On Sat, Oct 15, 2016 at 07:02:19PM -0400, Aaron Johnson wrote:
A concern with this proposal that I have not seen mentioned is that exit pinning would cause the Tor path itself to leak more information about the intended destination. For example, a destination could (possibly without malicious intent) pin a single exit that is otherwise unlikely to be used. Simply choosing that exit would thus make it appear much more likely to be visiting that destination from the view of an adversary that can identify the exit (e.g. by being chosen as the middle relay or by performing a congestion attack that identifies relays on a circuit). This gets worse when connections can be linked together as originating at the same client because without pinning it is unlikely to repeatedly choose the same exit (or from any small set of exits). Connections can be linked as originating at the same client by the guard (or anybody observing a guard) or by middle relays that observe the same guard being used in a short period of time, indicating activity by the same client.

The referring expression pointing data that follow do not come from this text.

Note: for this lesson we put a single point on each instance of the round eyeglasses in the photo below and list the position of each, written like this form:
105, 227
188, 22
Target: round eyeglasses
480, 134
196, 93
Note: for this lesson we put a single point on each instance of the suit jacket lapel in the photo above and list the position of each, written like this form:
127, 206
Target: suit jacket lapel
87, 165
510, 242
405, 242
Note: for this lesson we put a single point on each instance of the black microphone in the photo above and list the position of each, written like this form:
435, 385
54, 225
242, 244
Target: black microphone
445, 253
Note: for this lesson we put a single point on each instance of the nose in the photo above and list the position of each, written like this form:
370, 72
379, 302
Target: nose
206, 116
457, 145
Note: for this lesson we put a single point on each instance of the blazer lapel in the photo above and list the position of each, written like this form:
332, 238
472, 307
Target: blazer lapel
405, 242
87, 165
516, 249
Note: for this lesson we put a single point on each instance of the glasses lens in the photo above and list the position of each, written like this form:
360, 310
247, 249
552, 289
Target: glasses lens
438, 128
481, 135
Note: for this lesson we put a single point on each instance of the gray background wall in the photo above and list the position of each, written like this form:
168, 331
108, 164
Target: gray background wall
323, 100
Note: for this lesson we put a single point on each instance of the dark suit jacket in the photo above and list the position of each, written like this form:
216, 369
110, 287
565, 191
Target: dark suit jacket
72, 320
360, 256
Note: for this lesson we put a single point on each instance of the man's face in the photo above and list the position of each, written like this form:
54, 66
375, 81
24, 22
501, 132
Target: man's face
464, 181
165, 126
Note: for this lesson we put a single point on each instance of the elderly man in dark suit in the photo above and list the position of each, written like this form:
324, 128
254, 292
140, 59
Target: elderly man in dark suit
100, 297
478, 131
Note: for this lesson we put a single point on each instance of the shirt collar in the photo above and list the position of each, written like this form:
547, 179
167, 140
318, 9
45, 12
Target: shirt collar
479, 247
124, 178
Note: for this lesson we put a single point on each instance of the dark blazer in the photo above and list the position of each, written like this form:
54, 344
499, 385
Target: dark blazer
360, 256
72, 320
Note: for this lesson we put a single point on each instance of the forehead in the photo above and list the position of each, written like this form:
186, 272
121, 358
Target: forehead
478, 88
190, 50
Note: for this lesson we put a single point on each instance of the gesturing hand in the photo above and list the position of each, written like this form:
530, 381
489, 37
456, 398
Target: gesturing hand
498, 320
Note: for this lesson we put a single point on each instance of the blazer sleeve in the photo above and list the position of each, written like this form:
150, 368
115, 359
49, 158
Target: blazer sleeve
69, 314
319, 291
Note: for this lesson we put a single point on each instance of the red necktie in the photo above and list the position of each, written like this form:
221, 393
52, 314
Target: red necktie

Whenever the Tor client gets told which exit to use for a circuit, it uses a 4-hop path for that circuit, i.e., it uses 3 hops like normal and then the fourth hop is the chosen exit.
Though it's actually more complex than that, because if it knows it'll be using a 4-hop circuit, the 2nd and 3rd hop are both chosen like middles, so "like normal" is not wholly true. It's effectively like choosing a 3-hop internal circuit and then appending your chosen exit.
So some of the attacks you worry about shouldn't work, but I bet some of them still would.